Reputation: 91
I want to implement an external Merge Sort in Scala. It is used to sort huge files which can not fit in the main memory in their entirety.
Details can be found here :- How external merge sort algorithm works?
Now, I need to read chunks of the file, sort it and write it to disk etc etc
What's the most idiomatic / functional way of reading/writing a huge file in parts ?
Upvotes: 0
Views: 595
Reputation: 17933
Chunked Sorting/Writing
Suppose you want to keep N numbers in memory at a time and further suppose that you are given a function which writes the N sorted numbers to a file:
val N : Int = ???
val writeToFile : Seq[Int] => Unit = ???
As indicated in your question, an Iterator can be used to only keep N numbers in RAM at a time to sort them and write them to the intermediate files:
val sourceFileName : String = ???
val sortAndWrite : Seq[Int] => Unit =
(_.sorted) andThen writeToFile
Source
.fromFile(sourceFileName)
.getLines
.map(_.toInt)
.grouped(N)
.foreach(sortAndWrite)
Now you have each group of N numbers in a different file. The only thing left to do is merge the files together.
Merging
Given some reading function that returns the Iterators from each of the sub-files:
val subFiles : Iterable[Iterator[String]] = ???

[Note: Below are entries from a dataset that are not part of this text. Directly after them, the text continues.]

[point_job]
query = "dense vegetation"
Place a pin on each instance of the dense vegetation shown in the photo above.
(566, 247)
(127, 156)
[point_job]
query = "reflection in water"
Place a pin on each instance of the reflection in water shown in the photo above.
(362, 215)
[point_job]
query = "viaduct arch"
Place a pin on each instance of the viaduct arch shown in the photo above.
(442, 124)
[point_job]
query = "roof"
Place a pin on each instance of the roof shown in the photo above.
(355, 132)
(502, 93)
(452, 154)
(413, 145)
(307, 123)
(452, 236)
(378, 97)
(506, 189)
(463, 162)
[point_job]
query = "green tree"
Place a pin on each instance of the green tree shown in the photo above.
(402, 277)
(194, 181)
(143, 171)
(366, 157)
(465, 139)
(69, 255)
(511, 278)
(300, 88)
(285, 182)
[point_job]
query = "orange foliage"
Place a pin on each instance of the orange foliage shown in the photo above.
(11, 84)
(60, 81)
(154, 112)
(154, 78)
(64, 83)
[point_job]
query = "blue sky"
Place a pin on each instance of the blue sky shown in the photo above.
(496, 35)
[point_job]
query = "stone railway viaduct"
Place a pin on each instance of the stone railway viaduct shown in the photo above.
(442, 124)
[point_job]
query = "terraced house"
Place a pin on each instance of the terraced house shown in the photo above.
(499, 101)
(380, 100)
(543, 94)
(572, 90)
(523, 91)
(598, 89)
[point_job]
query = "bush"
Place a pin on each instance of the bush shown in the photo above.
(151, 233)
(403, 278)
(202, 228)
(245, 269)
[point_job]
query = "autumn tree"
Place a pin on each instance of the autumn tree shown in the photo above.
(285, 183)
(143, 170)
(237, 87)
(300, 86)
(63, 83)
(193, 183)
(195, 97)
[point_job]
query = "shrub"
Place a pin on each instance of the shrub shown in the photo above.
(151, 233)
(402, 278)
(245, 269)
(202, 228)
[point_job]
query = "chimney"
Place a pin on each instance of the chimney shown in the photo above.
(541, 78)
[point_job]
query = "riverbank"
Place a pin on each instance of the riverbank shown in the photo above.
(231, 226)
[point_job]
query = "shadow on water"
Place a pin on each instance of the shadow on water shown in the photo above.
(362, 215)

We can write a function that will return a new Iterator that gets the values from each file and sorts them:
val mergeSort : Iterable[Iterator[String]] => Iterator[Int] =
(fileIterators) => {
val nonEmptyFiles = fileIterators filter (_.hasNext)
nonEmptyFiles
.map(_.next)
.map(_.toInt)
.sorted
.toIterator ++ mergeSort(nonEmptyFiles)
}
Note: the above function will keep a single Integer
in memory for each file, therefore the RAM usage is dependent on how many different files that writeToFile
created.
Now just write the values to a file:
val destinationFileName : String = ???
val writer : Writer = new FileWriter(destinationFileName)
mergeSort(subFiles) foreach (i => writer write i.toString)
Imperfect Sorting
One thing to note: if N is small and the source file is not sufficiently random then the solution will not produce a perfect sort. Example: suppose N = 2
and the initial list was [10,11,0,1]
then the algorithm, after one pass, would produce [0,10,1,11]
as the result.
Upvotes: 2